Chercher à se connaître ?

Chacun-e a ses propres raisons, ses limites personnelles, mais justement, à l’adolescence, on ne les connait pas encore, ou pas assez. Le problème c’est que même si les adultes montrent les limites, mettent en garde contre les risques et les dangers, certains ados ont besoin de le découvrir eux-mêmes. La réponse des adultes ne suffit pas toujours. Peut-être que toi aussi, tu t’es déjà demandé-e : « jusqu’où je peux aller ? », « de quoi je suis capable ? », « qu’est-ce que je vaux ? », « quelle image les autres ont de moi ? » à un moment ou à un autre, tous les ados se posent ces questions (et on ne va pas se mentir, les adultes un peu aussi !).

En traversant cette période, mouvementée pour certains, les adolescents peuvent découvrir leurs capacités mais aussi leurs difficultés, leurs actes et leurs conséquences, les risques qui sont trop grands pour être pris, et ceux qui en valent la peine… ça fait partie de ce qu’on appelle devenir adulte !

Le mal-être et les idées noires

Le mal-être, tu le connais peut-être parce que tu l’as déjà ressenti, ou parce que tu connais quelqu’un qui le vit. C’est un sentiment qui, souvent, provoque de la colère mêlée à de la culpabilité et de la honte, que l’on ressent envers soi-même. C’est une vraie souffrance qui donne une image de soi dévalorisée, et rabaissée. On peut ressentir des sentiments de honte, de colère ou encore de culpabilité et avoir l’impression qu’on ne mérite pas de vivre : on a des idées noires, on en vient à penser à la mort.

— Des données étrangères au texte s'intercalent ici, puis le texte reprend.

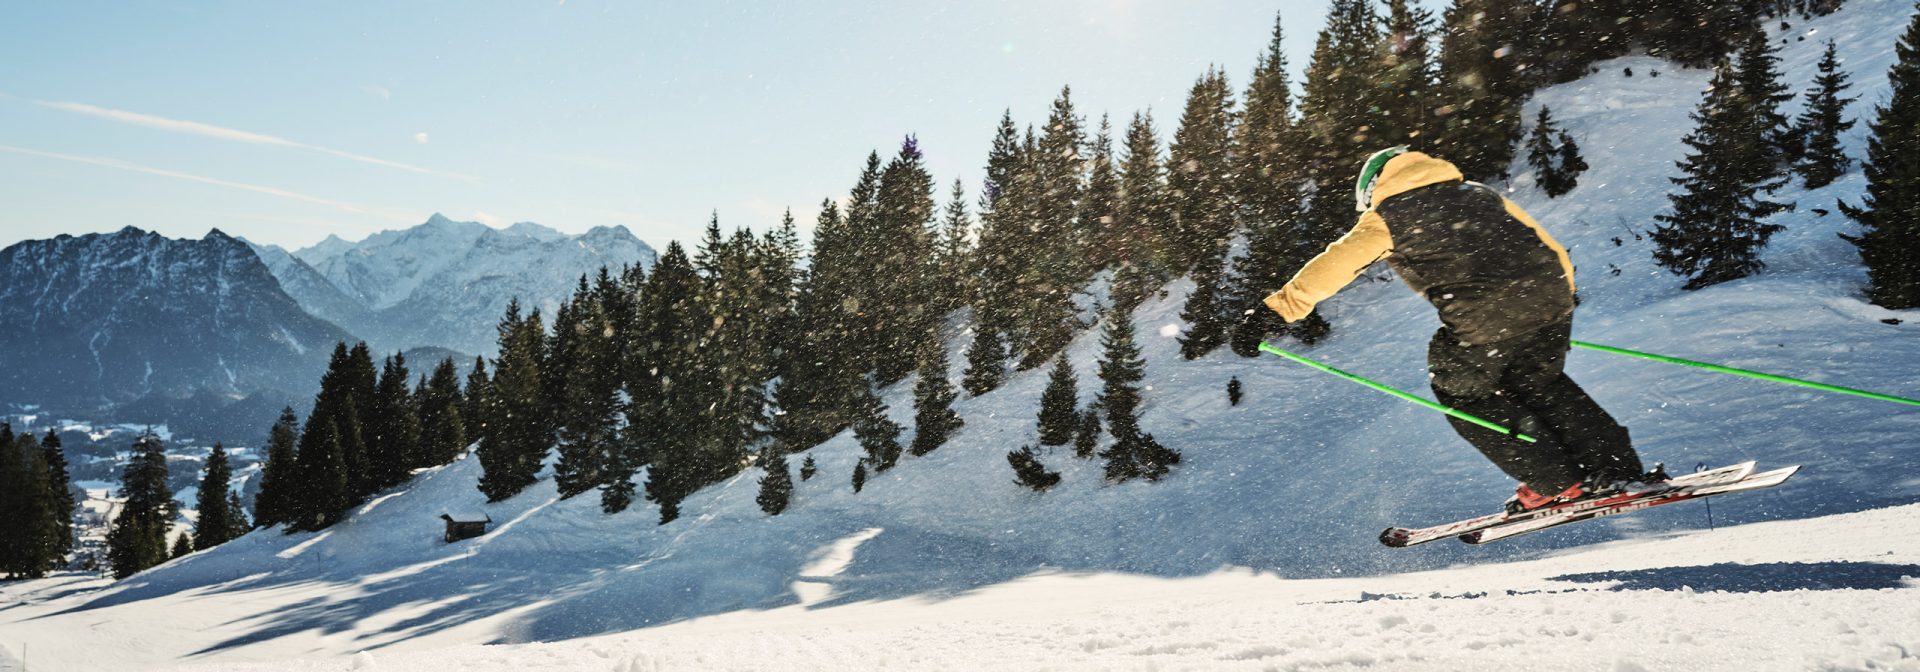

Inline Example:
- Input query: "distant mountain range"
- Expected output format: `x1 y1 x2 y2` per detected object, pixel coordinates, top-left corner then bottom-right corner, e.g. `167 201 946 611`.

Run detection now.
251 214 657 356
0 216 656 442
0 227 348 409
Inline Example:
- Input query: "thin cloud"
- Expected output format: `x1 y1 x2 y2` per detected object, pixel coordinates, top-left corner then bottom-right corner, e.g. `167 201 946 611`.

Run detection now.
31 99 477 182
0 144 416 222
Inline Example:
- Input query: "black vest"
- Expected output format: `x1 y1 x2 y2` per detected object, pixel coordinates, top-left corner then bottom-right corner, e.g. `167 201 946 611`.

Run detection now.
1375 181 1574 344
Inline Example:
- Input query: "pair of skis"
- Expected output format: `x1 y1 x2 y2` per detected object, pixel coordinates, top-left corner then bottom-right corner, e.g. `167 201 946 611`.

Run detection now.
1380 461 1800 547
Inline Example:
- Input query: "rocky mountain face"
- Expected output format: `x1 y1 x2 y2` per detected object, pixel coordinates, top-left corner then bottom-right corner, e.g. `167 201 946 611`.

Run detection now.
269 214 657 355
0 227 350 409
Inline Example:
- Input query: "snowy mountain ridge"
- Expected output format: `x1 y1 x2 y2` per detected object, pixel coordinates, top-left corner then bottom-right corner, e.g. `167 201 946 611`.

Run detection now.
0 227 349 408
259 214 658 355
3 1 1918 669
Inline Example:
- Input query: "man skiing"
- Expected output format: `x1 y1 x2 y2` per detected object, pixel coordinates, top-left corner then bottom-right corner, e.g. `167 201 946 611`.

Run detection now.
1262 147 1652 512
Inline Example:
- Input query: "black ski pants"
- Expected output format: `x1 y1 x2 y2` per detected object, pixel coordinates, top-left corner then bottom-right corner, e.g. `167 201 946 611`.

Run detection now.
1427 315 1641 493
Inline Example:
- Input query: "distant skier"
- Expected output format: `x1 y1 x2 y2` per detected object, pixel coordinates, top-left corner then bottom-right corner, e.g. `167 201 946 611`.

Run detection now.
1261 147 1653 512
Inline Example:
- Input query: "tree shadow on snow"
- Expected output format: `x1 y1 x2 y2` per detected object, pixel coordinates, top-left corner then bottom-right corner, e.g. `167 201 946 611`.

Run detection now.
1550 561 1920 593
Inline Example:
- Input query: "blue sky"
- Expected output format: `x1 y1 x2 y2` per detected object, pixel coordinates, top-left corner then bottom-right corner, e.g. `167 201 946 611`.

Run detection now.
1 1 1368 251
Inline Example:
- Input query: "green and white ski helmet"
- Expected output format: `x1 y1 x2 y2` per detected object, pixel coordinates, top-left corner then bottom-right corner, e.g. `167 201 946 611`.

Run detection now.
1354 145 1411 212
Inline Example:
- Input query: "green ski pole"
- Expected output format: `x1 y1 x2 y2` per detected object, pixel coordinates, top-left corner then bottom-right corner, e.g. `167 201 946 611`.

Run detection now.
1572 340 1920 407
1257 341 1538 443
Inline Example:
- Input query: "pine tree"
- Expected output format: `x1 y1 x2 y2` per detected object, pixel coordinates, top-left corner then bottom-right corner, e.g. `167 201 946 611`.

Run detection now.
756 450 793 516
1036 355 1080 446
1228 376 1243 406
253 407 299 529
1430 0 1533 182
800 455 818 481
555 278 622 499
1014 88 1090 372
368 352 420 491
41 429 74 562
961 320 1007 397
1079 116 1124 271
106 432 174 579
1652 60 1794 290
771 202 862 451
1073 409 1101 459
1733 27 1797 167
462 356 494 450
641 243 717 524
192 443 234 550
1177 250 1231 359
223 491 250 542
1382 0 1439 145
1796 40 1857 188
1528 106 1575 197
170 532 194 560
851 460 868 493
1 433 59 578
1166 68 1238 271
339 343 379 500
287 343 362 530
1095 306 1182 482
909 331 963 456
416 357 468 467
1557 129 1589 190
1117 111 1171 278
1226 15 1319 356
851 386 904 473
1841 6 1920 309
480 301 552 502
1007 445 1062 491
933 180 976 317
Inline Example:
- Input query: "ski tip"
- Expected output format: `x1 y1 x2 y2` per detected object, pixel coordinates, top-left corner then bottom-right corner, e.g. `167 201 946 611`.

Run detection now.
1379 527 1412 548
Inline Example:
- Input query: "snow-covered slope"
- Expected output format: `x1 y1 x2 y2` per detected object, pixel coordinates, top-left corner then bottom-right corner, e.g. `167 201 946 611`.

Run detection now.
3 1 1917 669
261 214 657 355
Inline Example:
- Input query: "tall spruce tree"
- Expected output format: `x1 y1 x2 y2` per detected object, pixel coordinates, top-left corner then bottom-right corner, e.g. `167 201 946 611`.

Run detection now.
1 433 59 578
555 279 622 499
1036 355 1080 446
1094 307 1180 482
479 301 552 502
253 407 299 529
416 357 468 467
644 242 731 524
1431 0 1533 182
1732 27 1798 167
1796 41 1857 188
1557 129 1589 190
1841 5 1920 309
1015 90 1089 371
1227 15 1319 356
1652 60 1794 289
909 330 963 456
106 432 174 579
1382 0 1439 145
1079 116 1124 272
462 356 493 450
368 352 420 491
192 443 235 550
41 429 74 562
1166 68 1238 272
1117 111 1172 279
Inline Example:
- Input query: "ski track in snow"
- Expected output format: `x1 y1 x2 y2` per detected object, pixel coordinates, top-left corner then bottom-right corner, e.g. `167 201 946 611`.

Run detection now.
3 1 1920 670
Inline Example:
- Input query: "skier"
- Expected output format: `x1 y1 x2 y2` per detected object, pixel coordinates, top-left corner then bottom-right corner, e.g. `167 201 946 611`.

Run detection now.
1261 147 1653 512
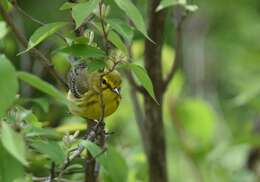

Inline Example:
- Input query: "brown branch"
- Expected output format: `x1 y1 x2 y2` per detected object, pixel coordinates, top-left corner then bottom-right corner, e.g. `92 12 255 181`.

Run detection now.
0 4 68 90
143 0 167 182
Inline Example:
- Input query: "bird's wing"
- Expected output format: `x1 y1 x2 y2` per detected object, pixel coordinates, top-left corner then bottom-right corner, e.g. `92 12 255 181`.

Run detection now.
67 63 90 98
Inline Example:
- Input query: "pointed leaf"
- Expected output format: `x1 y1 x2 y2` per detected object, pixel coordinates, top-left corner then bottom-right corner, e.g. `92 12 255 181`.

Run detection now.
113 0 153 42
120 63 158 103
31 140 65 164
60 44 105 58
0 55 18 117
1 122 28 166
108 31 127 53
72 0 100 28
107 19 134 42
18 22 67 55
17 71 69 105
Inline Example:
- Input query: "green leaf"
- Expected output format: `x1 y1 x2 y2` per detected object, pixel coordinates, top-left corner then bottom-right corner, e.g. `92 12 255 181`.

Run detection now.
59 2 76 10
119 63 158 103
108 31 127 54
17 71 68 105
82 141 128 182
72 0 100 29
0 143 24 182
87 60 106 72
18 22 67 55
0 21 8 39
1 122 28 166
113 0 153 42
107 19 134 42
31 140 65 164
60 44 105 58
0 55 18 117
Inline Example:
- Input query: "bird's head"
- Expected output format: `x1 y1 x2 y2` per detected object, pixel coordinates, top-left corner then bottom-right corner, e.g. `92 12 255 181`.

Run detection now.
94 70 122 95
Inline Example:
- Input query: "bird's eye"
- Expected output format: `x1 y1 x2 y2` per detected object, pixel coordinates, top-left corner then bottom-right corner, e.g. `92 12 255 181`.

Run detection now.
102 79 107 85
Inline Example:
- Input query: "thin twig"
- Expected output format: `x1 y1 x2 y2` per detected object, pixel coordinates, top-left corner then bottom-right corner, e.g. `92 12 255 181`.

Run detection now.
0 4 68 89
13 1 69 45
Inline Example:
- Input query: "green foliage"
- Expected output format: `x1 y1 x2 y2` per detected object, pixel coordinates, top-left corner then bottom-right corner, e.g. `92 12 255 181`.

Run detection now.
87 60 107 72
107 19 134 42
107 31 128 54
0 55 18 117
113 0 152 42
1 122 28 166
0 143 24 182
60 44 105 58
59 2 76 11
18 22 67 55
72 0 100 28
31 140 65 164
17 71 68 105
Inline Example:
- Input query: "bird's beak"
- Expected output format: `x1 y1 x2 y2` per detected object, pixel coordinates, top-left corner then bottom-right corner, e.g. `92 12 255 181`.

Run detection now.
113 88 120 95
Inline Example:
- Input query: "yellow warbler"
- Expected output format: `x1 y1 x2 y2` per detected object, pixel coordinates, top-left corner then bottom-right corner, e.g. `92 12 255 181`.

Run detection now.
67 64 122 120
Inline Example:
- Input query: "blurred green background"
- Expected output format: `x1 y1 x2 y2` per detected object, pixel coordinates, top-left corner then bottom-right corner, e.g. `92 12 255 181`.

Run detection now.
1 0 260 181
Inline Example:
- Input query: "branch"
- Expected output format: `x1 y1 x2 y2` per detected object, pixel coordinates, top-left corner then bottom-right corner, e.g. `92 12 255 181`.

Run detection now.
0 4 68 90
163 7 186 92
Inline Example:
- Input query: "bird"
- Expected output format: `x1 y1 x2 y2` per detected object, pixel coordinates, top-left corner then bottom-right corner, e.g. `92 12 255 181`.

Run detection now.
67 63 122 120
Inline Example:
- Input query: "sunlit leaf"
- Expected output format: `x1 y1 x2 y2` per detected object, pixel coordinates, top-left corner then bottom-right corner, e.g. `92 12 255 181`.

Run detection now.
82 141 128 182
60 44 105 58
1 122 28 166
107 19 134 42
17 71 69 105
156 0 198 12
0 55 18 117
31 140 65 164
108 31 127 54
18 22 67 55
119 63 158 103
72 0 100 28
156 0 178 12
0 143 24 182
113 0 153 42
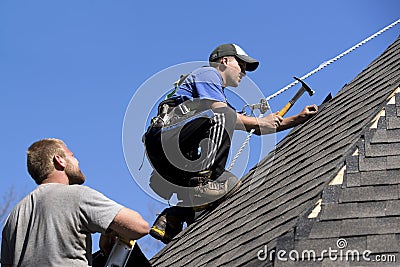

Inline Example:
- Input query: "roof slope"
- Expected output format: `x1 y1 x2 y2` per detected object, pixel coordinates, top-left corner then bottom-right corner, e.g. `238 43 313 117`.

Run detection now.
275 91 400 266
150 35 400 267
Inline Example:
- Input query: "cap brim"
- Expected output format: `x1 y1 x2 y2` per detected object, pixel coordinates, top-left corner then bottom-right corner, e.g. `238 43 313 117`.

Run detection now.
236 54 259 71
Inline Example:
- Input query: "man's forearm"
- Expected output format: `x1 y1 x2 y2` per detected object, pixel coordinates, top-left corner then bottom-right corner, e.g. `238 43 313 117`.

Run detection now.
278 105 318 131
235 113 261 133
236 113 278 135
109 208 149 241
277 114 308 131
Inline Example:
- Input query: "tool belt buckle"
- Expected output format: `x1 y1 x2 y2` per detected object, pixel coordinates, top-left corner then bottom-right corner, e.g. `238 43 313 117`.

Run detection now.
188 170 212 187
198 170 212 179
176 103 190 116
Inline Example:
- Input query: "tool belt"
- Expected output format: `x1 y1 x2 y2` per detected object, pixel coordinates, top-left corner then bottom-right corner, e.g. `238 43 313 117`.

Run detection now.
144 98 216 188
147 98 215 134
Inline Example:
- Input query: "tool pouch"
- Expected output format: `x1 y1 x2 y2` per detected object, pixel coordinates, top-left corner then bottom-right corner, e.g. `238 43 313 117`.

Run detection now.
144 99 216 188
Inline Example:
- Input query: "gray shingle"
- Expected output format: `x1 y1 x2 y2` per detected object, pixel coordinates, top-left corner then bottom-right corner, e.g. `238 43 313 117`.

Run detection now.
295 217 316 240
386 104 397 118
365 142 400 157
386 200 400 216
396 93 400 107
340 217 400 236
387 117 400 129
366 234 400 253
387 155 400 169
387 129 400 142
322 260 350 267
320 202 386 220
345 172 361 187
339 185 399 203
346 156 359 174
359 170 400 186
309 221 341 239
377 116 388 130
358 155 387 172
368 129 388 144
321 185 341 204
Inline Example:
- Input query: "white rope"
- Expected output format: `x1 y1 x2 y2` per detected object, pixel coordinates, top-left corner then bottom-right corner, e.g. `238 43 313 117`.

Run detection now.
227 19 400 171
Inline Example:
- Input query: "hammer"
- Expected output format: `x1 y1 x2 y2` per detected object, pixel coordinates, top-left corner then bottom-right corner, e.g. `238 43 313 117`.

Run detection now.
277 77 315 117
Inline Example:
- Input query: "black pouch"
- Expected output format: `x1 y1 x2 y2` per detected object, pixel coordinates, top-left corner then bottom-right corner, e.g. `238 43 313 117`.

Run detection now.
149 171 175 200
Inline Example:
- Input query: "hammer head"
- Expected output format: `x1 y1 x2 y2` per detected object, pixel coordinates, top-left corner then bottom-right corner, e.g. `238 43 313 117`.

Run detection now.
294 77 315 96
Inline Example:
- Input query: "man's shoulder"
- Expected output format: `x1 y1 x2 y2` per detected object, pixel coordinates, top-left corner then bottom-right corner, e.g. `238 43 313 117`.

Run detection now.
36 183 89 194
67 184 101 196
190 66 222 85
11 184 90 207
192 66 219 76
30 184 100 201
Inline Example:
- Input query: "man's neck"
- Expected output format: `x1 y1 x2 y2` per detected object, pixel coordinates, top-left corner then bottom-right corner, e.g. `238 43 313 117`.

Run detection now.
41 171 69 185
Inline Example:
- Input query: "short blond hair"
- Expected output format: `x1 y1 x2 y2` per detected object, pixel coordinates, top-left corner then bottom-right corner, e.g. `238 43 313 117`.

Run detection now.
27 138 66 184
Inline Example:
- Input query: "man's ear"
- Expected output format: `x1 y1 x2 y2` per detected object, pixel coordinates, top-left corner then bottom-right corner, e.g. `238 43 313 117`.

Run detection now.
54 155 67 170
218 57 228 71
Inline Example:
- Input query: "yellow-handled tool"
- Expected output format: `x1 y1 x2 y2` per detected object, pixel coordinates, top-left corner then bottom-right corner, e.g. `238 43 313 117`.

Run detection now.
277 77 315 117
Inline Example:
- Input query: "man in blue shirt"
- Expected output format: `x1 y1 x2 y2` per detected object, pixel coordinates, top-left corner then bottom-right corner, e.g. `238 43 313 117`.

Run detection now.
144 44 318 243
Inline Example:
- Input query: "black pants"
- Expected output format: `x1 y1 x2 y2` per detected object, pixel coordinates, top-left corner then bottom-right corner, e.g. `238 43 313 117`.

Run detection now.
145 106 236 191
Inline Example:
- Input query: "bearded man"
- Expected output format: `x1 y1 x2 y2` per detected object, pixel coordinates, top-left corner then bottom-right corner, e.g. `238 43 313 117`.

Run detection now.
1 138 149 266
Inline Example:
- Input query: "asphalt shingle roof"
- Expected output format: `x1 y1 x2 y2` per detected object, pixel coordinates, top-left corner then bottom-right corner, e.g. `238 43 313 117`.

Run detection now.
150 35 400 267
281 92 400 266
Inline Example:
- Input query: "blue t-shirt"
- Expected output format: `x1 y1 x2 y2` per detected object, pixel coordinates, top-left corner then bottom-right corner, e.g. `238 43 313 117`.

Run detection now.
172 67 227 103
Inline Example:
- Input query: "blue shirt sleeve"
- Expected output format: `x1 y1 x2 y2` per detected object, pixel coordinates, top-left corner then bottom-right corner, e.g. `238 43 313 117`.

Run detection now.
193 68 226 102
173 67 226 103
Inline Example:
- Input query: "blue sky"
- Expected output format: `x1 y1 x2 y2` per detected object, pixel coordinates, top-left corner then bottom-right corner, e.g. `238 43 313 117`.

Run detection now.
1 0 399 259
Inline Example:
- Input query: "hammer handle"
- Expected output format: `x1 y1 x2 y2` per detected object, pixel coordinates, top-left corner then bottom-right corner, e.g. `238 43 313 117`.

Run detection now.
277 86 306 117
277 102 293 117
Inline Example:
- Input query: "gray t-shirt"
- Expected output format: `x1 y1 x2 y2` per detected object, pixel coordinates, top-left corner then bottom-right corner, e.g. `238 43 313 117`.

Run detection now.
1 183 123 266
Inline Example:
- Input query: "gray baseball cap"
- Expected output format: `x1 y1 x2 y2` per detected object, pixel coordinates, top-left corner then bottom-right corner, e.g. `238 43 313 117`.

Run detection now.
209 43 259 71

Quand on souffre d’un mal-être aussi important, on peut avoir l’envie irrépressible et incontrôlable de risquer sa santé, sa vie et perdre la confiance de ses proches. L’automutilation peut être un exemple : c’est en se faisant du mal que bizarrement, on a l’impression de soulager la tension de son angoisse ou de son mal-être.

On peut aussi avoir envie de faire comprendre des choses à son entourage, quand on ne sait pas comment être pris-e au sérieux. Plus la souffrance est enfermée longtemps, plus elle s’exprimera violemment. On finit par croire qu’on  mérite d’aller mal, et que rien ne pourra s’arranger.

Des conduites à risque à répétition peuvent alors s’installer. On démultiplie les dangers. Par exemple, on peut s’alcooliser puis avoir des rapports non protégés puis conduire à toute vitesse…

Que faire pour se mettre à l’abri ?

Pour ceux qui se mettent en danger :

La première chose à faire pour te sortir de ce mécanisme est de parler à quelqu’un d’autre de ce que tu ressens. Même si tu ne parviens pas encore à décrire ou à identifier ce que tu éprouves comme douleur, tu te rendras peut-être compte que tu es bien plus solide que tu ne le penses ! C’est en parlant de ta souffrance avec une personne de confiance qu’apparaitront des solutions que tu n’aurais pas toujours pu trouver seul-e.

Pour ceux dont un-e ami-e ou un-e proche se met en danger :

Essaye de questionner un peu cette personne, lui demander comment ça va. Il y a d’autres signes qui peuvent témoigner d’un mal-être : le repli sur soi, l’isolement, l’irritabilité, le manque de confiance en soi… Si tu as des doutes, n’hésite pas à en parler avec un adulte (ou appeler Fil Santé Jeunes).